1) Discrimination is inherent of a division made based on the characteristics listed in the Civil Rights Act; 2) Discrimination is unjust or prejudicial treatment based on a characteristic, especially those listed in the Civil Rights Act.
This, in #1, is what some have argued in this thread that I feel does not represent either civil rights nor the spirit of the Civil Rights Act: What are we being protected from by virtue of having a Civil Rights Act? We are being protected from the division, which is to say that we are being protected from "racial distinctions, religious distinctions, gender distinctions, age distinctions, etc." Why are these particular divisions illegal? Because the Civil Rights Act says so.
I argue that just having that division is not discrimination that we need being protected from. To say so implies that we should not be distinct, we should not have divisions of race, religion, gender, etc. It implies that "equality" is us being all the same--but that doesn't reflect civil rights, it abuses it. We do have discounts for kids on Tuesdays. We do have separate washrooms for women and men. We do have gay pride. We are not being made generic by having the Civil Rights Act.

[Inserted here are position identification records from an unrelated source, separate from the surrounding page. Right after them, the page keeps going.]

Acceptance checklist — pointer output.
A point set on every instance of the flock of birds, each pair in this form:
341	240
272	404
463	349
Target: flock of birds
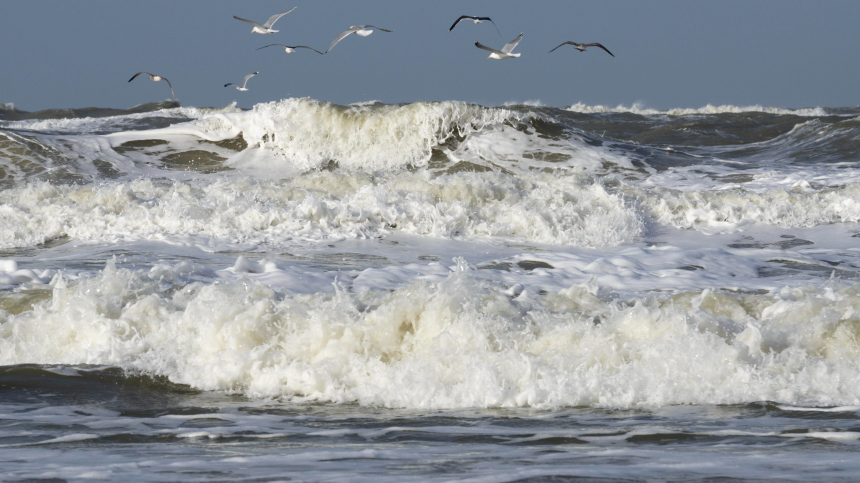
506	52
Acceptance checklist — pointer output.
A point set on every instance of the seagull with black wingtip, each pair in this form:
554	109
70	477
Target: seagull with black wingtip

What the Civil Rights Act protects us from is the distinction that makes us unequal unfairly: that holds us back from jobs or prevents us from a decent salary; that makes us stand a table, because "your race are not allowed to sit" by the letter of the rule, or sit at the back of a bus. Civil rights protect us from the distinction that segregates us unfairly, it does not protect us from any and all segregation. The former is good reason for a law, the latter isn't.